Jim Manzi (born 1951) is the former chairman, president and CEO of Lotus Development Corporation and is currently a private investor in various technology start-up ventures.

Early career
Manzi received his B.A. in Classics from Colgate University in 1973, and later received his M.A. in International Relations from the Fletcher School of Law and Diplomacy at Tufts University in Medford, Massachusetts.  In 1973, Manzi was a research assistant to William F. Buckley, and journeyed to the Soviet Union with the editorial staff of National Review. Later, Manzi worked as a management consultant at McKinsey & Company.

Lotus
In 1982, Manzi joined Lotus Development.  In 1984, he became President and two years later Chairman and CEO succeeding founder Mitchell Kapor.
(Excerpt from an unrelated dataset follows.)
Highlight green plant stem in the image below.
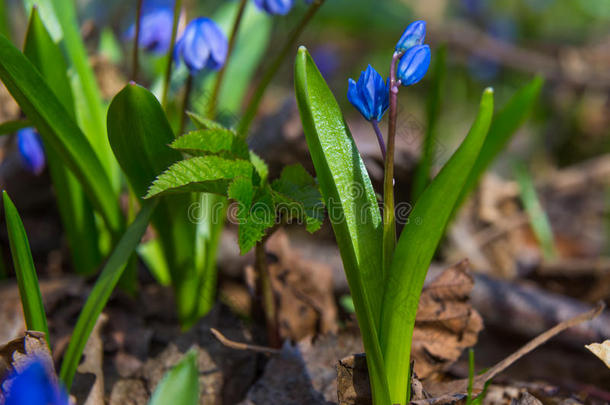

When Kapor left the company, Manzi steered the company away from desktop application software. He is credited with successfully migrating the company to and creating a new category of network applications. The product, Lotus Notes, was developed by Ray Ozzie and a team of engineers at Iris Associates, in conjunction with a core team at Lotus. Ultimately the company was sold for a $3.5 billion to IBM. largely on the strength of the potential of Lotus Notes.  On October 11, 1995 Manzi announced his resignation from the Lotus division of IBM.

Career after Lotus
Since 1995, via his investment company Stonegate Capital, Manzi has been involved in the creation and development of a number of technology start-up ventures.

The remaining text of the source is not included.